Les élus locaux sont affiliés au régime général de la sécurité sociale, en leur qualité de personnes rattachés à ce régime. Les indemnités de fonction perçues au titre de leur mandat sont assujetties à cotisations sociales, au sens des articles L136-2-II d), L382-31 et D384-34 précités.
Or, c'est en raison de ce rattachement au régime général que les dispositions communes de l'article L136-2 du code de la sécurité sociale, relative à l'assiette de la contribution sociale sur les revenus d'activité et de remplacement leur sont applicables, ce texte faisant également référence aux dispositions de l'article L242-1 du même code.
Il en résulte que les élus locaux sont assimilés à des travailleurs en ce qui concerne la détermination du régime social de leurs revenus et avantages en nature et en argent, en application de l'article L136-2-I du code de la sécurité sociale.
Par ailleurs, il n'est pas contesté que les élus locaux bénéficient d'un choix d'adhésion à une retraite complémentaire par rente Fonpel ou Carel, ce régime de retraite étant facultatif.
Or, la contribution de la communauté Roannais Agglomération au financement de ces prestations complémentaires ne découle pas d'une obligation législative ou réglementaire ou d'un accord interprofessionnel de financer un régime de retraite complémentaire obligatoire pour ces élus. Il en résulte qu'elle ne peut être exclue de l'assiette des cotisations au sens du cinquième alinéa de l'article L136-2-II 4° précité.
Au surplus, cette contribution au financement par la communauté Roannais Agglomération à ces retraites complémentaires FONPEL/CAREL dépend exclusivement du choix de l'élu d'y adhérer ou pas, de sorte qu'elle ne peut bénéficier de l'exonération des cotisations au sens du sixième alinéa de l'article L242-1 précité ; le caractère facultatif de ces retraites suffi[t] pour l'en exclure.
Il en résulte que la contribution de Roannais Agglomération à la retraite complémentaire de ses élus locaux doit être réintégrée à l'assiette de calcul des cotisations sociales.

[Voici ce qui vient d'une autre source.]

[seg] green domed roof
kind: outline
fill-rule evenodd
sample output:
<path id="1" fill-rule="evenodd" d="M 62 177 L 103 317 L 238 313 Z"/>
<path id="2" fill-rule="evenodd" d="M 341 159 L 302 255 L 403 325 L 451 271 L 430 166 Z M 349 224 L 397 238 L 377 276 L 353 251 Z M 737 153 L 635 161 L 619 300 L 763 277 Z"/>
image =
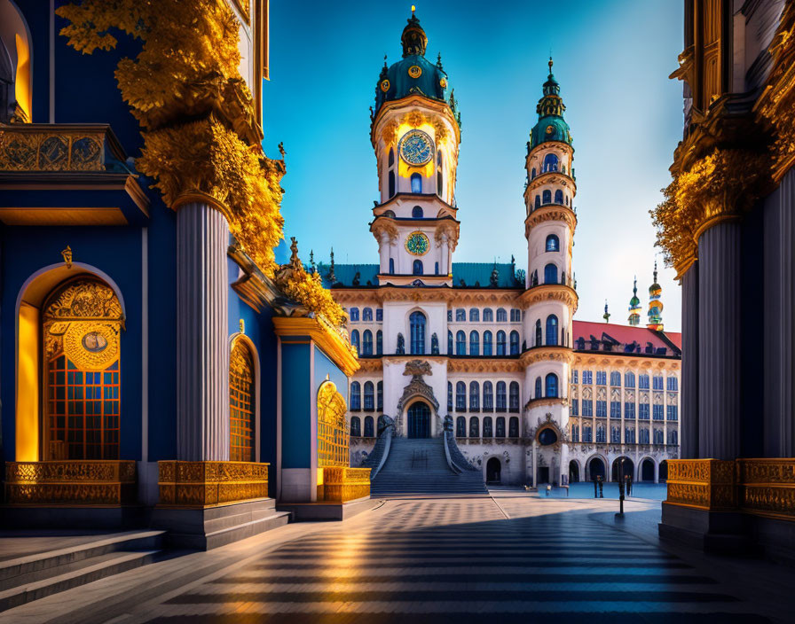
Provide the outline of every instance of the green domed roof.
<path id="1" fill-rule="evenodd" d="M 550 58 L 549 75 L 544 82 L 544 97 L 539 100 L 539 105 L 536 106 L 539 121 L 531 130 L 531 149 L 545 141 L 562 141 L 572 144 L 569 124 L 563 119 L 566 105 L 560 93 L 561 86 L 552 74 L 552 58 Z"/>
<path id="2" fill-rule="evenodd" d="M 384 102 L 401 99 L 417 94 L 432 99 L 445 100 L 447 74 L 442 69 L 442 60 L 433 64 L 425 58 L 428 36 L 420 20 L 412 13 L 400 37 L 403 58 L 387 66 L 386 58 L 375 85 L 375 111 Z"/>

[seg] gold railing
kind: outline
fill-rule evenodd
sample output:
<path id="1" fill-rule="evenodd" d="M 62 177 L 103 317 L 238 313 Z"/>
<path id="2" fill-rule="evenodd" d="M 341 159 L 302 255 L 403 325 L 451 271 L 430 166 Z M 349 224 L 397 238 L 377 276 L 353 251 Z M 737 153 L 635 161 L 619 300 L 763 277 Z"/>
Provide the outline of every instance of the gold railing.
<path id="1" fill-rule="evenodd" d="M 7 462 L 11 504 L 121 505 L 135 503 L 134 461 Z"/>
<path id="2" fill-rule="evenodd" d="M 160 504 L 209 507 L 268 497 L 268 464 L 158 462 Z"/>
<path id="3" fill-rule="evenodd" d="M 669 459 L 666 503 L 795 520 L 795 459 Z"/>
<path id="4" fill-rule="evenodd" d="M 318 501 L 346 503 L 370 495 L 369 468 L 326 466 L 318 472 Z"/>
<path id="5" fill-rule="evenodd" d="M 105 171 L 108 144 L 123 160 L 107 125 L 0 124 L 0 171 Z"/>

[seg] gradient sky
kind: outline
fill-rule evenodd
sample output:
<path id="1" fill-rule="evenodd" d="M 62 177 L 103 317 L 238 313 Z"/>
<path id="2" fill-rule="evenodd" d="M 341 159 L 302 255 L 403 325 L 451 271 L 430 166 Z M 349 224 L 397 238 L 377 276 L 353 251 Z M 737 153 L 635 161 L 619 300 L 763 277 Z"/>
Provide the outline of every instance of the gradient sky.
<path id="1" fill-rule="evenodd" d="M 407 2 L 271 3 L 271 81 L 264 146 L 283 141 L 285 236 L 302 259 L 377 262 L 369 232 L 378 199 L 369 111 L 383 55 L 401 58 Z M 426 56 L 442 52 L 462 121 L 453 261 L 526 269 L 524 154 L 550 51 L 574 138 L 579 320 L 626 324 L 633 277 L 649 300 L 656 258 L 666 329 L 681 330 L 681 289 L 654 247 L 649 210 L 668 183 L 681 136 L 681 83 L 668 79 L 682 47 L 682 4 L 420 2 Z"/>

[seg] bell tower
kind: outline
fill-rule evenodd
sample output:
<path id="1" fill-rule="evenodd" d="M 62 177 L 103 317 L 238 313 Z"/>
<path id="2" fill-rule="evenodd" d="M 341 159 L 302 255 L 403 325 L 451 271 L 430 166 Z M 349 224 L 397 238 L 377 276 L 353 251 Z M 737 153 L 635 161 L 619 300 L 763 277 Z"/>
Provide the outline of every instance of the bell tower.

Dès lors, le redressement établi par l'URSSAF à l'encontre de Roannais Agglomération est justifié. » ;
1°) ALORS QUE l'article L. 136-2 du code de la sécurité sociale détermine l'assiette de la contribution à la cotisation sociale généralisée des revenus d'activité et de remplacement ; qu'en se fondant sur cette disposition pour justifier le redressement litigieux, dont elle relevait pourtant qu'il portait sur l'intégration des contributions de Roannais Agglomération aux retraites FONPEL et CAREL des élus locaux dans l'assiette de calcul des cotisations de sécurité sociale, la cour d'appel a violé, par fausse application, l'article L. 136-2 du code de la sécurité sociale ;
2°) ALORS QU'en application de l'article L. 242-1 du code de la sécurité sociale, seuls les revenus d'activité professionnelle sont assujettis aux cotisations de sécurité sociales ; que ces dispositions ne sont pas applicables aux élus locaux, qui n'exercent pas d'activité professionnelle au sens de ce texte ; que l'article L. 382-31 du même code prévoit l'assujettissement aux cotisations de sécurité sociale des seules « indemnités de fonction » versées aux élus ; qu'en jugeant que cet article avait pour effet d'assimiler les élus locaux à des travailleurs en ce qui concernait la détermination du régime social de leurs revenus et avantages en nature et en argent, pour en déduire que les contributions des collectivités et établissements publics aux fonds FONPEL et CAREL étaient assujetties aux cotisations de sécurité sociale, la cour a violé, par fausse interprétation, les dispositions des articles L. 242-1 et L. 382-31 du code de la sécurité sociale ;
3°) ALORS, SUBSIDIAIREMENT, QUE les contributions versées par les collectivités aux retraites FONPEL et CAREL des élus locaux ne constituent pas des « indemnités de fonction » au sens de l'article L. 382-31 du code de la sécurité sociale ; qu'en fondant toutefois le redressement litigieux sur ces dispositions, la cour d'appel a violé, par fausse interprétation, les dispositions de l'article L. 382-31 du même code.